Similarly, in ‘Republic v Richard David Alden’ [2016] eKLR Lesiit, J. held that mere relationship, especially one which is not filial, is not sufficient to prove likelihood of interference. There is need of further proof that would demonstrate a real existence of a likelihood that the witnesses have or are likely to be interfered with – for instance, the evidence that the two witnesses will remain in accused employment.

On whether the accused is a flight risk, Lesiit observed that the fact the accused (in the matter) had a job abroad was not proof accused was fleeing the country. Neither could it be used as evidence of an intention to absent himself from court’s jurisdiction for purposes of the trial.

Public interest

In ‘Republic v Fredrick Ole Leliman & 4 others’ [2016] eKLR Lesiit, J opined as follows:

Undermining the criminal justice system includes instances where there is a likelihood that witnesses may be interfered with or intimidated; the likelihood that accused may interfere with the evidence; or may endanger an individual or individuals or the public at large; likelihood the accused may commit other offences. In this instance, where such interferences may occur, the Court has to determine whether the integrity of the criminal process and the evidence may be preserved by attaching stringent terms to the bond or bail terms; or whether they may not be guaranteed in which case the Court may find that it is necessary to subject the accused to pre-trial detention. In order to determine the public interest question, the Prosecution and through them the investigators have a duty to avail evidence in order to convince the Court that there are compelling reasons to deny the accused bail.

The failure of justice in Okoth Obado

Courts have similarly applied themselves to other grounds of opposing bail. Although the decisions are not cited here, the legal principle to be picked from most of them is that in objections to bail, courts will only be moved by tangible evidence and not mere suspicion.
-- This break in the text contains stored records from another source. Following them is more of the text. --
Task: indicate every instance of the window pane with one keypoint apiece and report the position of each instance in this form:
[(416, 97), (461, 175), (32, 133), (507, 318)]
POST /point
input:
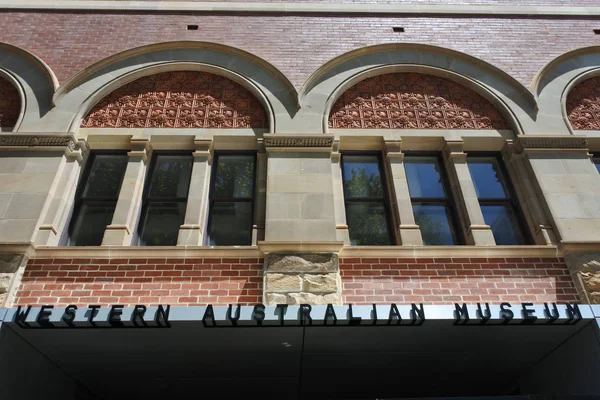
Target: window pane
[(435, 223), (162, 223), (90, 223), (171, 176), (362, 178), (234, 177), (424, 177), (367, 224), (106, 176), (487, 178), (503, 222), (231, 224)]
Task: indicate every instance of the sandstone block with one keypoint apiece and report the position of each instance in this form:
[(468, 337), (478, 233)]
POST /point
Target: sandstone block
[(9, 263), (314, 299), (283, 283), (321, 283), (319, 263)]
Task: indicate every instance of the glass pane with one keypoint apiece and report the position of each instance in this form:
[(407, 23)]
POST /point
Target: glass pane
[(424, 177), (435, 223), (487, 178), (162, 223), (171, 176), (234, 178), (367, 224), (231, 224), (90, 223), (106, 176), (504, 225), (362, 178)]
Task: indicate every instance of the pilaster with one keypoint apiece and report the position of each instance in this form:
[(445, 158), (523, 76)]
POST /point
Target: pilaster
[(408, 231), (192, 231), (120, 231)]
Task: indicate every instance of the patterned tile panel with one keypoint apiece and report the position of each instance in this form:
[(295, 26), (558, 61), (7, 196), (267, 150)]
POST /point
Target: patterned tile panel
[(413, 101), (10, 104), (583, 105), (186, 99)]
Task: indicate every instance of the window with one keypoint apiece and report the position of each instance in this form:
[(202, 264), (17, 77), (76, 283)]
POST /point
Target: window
[(232, 199), (96, 198), (431, 201), (367, 210), (498, 205), (165, 198)]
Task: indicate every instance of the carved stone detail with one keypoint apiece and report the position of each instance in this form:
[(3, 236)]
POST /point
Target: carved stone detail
[(58, 141), (298, 141), (413, 101), (10, 104), (182, 99), (583, 105)]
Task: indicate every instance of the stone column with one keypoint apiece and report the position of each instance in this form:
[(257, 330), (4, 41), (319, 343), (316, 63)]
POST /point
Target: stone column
[(301, 278), (54, 219), (408, 231), (529, 195), (125, 219), (477, 232), (192, 231), (341, 226)]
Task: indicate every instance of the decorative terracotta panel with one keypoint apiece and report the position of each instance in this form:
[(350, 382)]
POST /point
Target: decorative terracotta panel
[(10, 104), (583, 105), (186, 99), (413, 101)]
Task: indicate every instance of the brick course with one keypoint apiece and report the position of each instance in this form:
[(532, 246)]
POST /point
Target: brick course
[(70, 41), (448, 280), (182, 282)]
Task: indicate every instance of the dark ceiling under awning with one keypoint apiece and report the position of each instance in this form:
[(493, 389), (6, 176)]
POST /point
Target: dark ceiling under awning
[(189, 360)]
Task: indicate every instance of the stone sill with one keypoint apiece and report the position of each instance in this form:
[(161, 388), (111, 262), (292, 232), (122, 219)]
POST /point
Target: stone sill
[(301, 247)]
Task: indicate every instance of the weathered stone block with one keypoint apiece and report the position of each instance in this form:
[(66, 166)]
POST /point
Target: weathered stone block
[(9, 263), (320, 263), (314, 299), (5, 282), (321, 283), (283, 283)]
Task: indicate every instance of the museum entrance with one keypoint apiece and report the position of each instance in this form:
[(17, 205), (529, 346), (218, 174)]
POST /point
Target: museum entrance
[(435, 359)]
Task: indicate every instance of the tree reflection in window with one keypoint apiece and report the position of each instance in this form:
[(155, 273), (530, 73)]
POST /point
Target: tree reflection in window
[(367, 211), (432, 206), (165, 200)]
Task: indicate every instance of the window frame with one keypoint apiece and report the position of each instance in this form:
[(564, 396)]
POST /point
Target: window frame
[(511, 194), (147, 201), (449, 202), (81, 200), (390, 217), (211, 191)]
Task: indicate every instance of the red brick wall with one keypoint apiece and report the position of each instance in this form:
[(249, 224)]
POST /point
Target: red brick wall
[(296, 44), (448, 280), (218, 281)]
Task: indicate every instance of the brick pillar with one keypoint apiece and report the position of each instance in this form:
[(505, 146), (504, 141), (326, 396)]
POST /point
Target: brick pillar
[(302, 278), (120, 231)]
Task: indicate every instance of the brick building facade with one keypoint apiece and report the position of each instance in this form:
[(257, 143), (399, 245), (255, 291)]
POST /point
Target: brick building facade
[(300, 153)]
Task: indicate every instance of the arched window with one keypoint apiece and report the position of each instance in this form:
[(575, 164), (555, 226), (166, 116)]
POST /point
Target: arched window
[(10, 105)]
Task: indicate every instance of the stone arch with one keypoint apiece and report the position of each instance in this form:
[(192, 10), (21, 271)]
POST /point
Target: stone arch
[(79, 94), (405, 100), (555, 83), (178, 99), (33, 82), (516, 104), (583, 105)]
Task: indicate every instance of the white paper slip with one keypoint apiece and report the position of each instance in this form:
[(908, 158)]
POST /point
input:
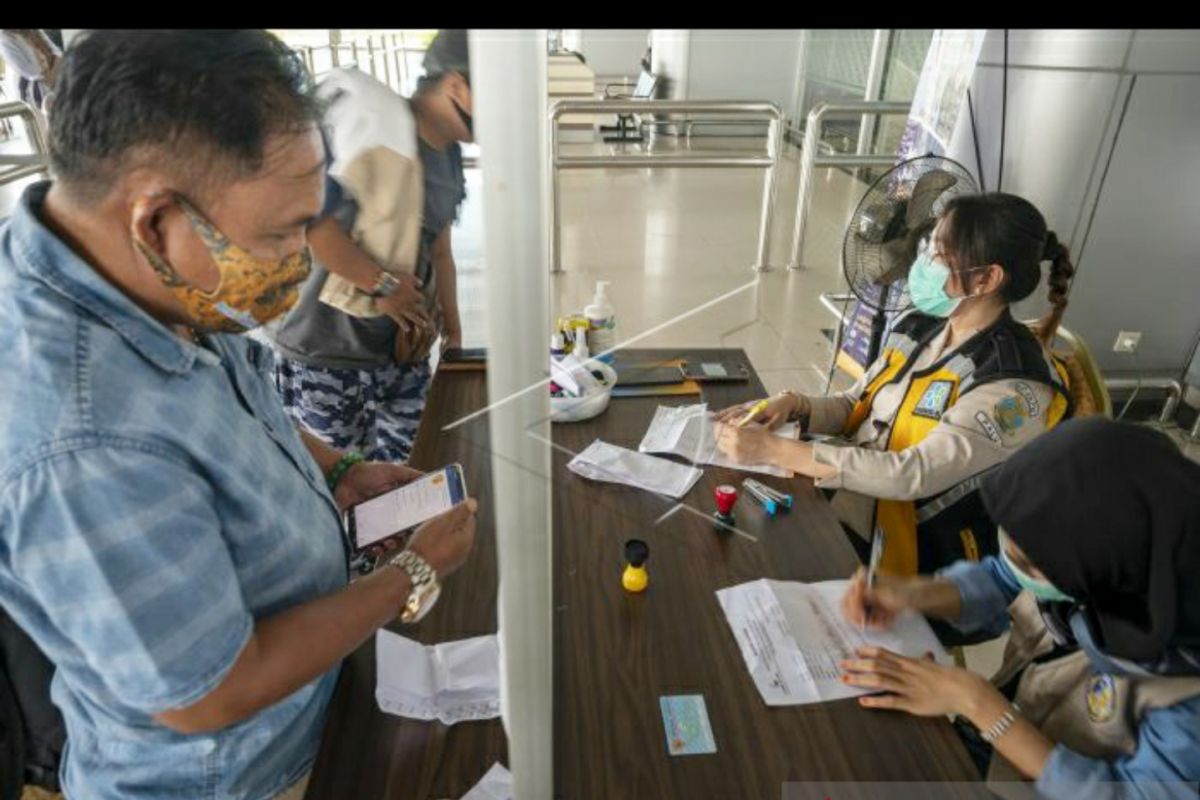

Although courts are supposed to be guided by these factors in their bail decision-making, they do not always explain their decisions. This leads, for example, to situations in which one magistrate denies bail while another allows bail in similar circumstances. Over the years, there have been quite a few instances where courts have denied accused persons bail on the ground only that they face grave charges, without considering other factors. The recent decision by Lady Justice Jessie Lesiit in ‘Republic v Zacharia Okoth Obado’ [2018] eKLR suffices.

In this matter, inter alia, Lesiit J did not consider the Prosecution’s failure to provide witness statements, documentary and other evidence as a compelling reason to warrant the grant of bail. In her considered opinion at Paragraph 25, failure to provide such important evidences could not be interpreted to mean that the Prosecution had no case at all, unless good grounds existed which could lead to such a conclusion. At Paragraph 34, she also took cognizance of ongoing investigations as a ground to warrant the denial of bail. Whether there was better of lack of preparation and inability to proceed than the absence of crucial documents is crucial that perhaps deserves another forum.

Her reasoning on the whole question of the likelihood of interference with the case, investigations and witnesses, the absence of tangible evidence notwithstanding, is even more curious. Herein, the learned Judge applied herself as follows:

I find it difficult to address that point at this stage. The nature of the case has been changing, and additional persons are being brought and charged with the same offence. Interference with the case is not constructively by meddling with the witnesses in a case, it can also be indirect say by releasing someone facing the same charge while others are being arrested.

In doing so she inadvertently elevated the need to conduct investigations as a reason for denying bail. Considered in toto, her decision means that an accused person could be detained indefinitely to allow the Prosecution to gather evidence for the weakest of prima facie cases.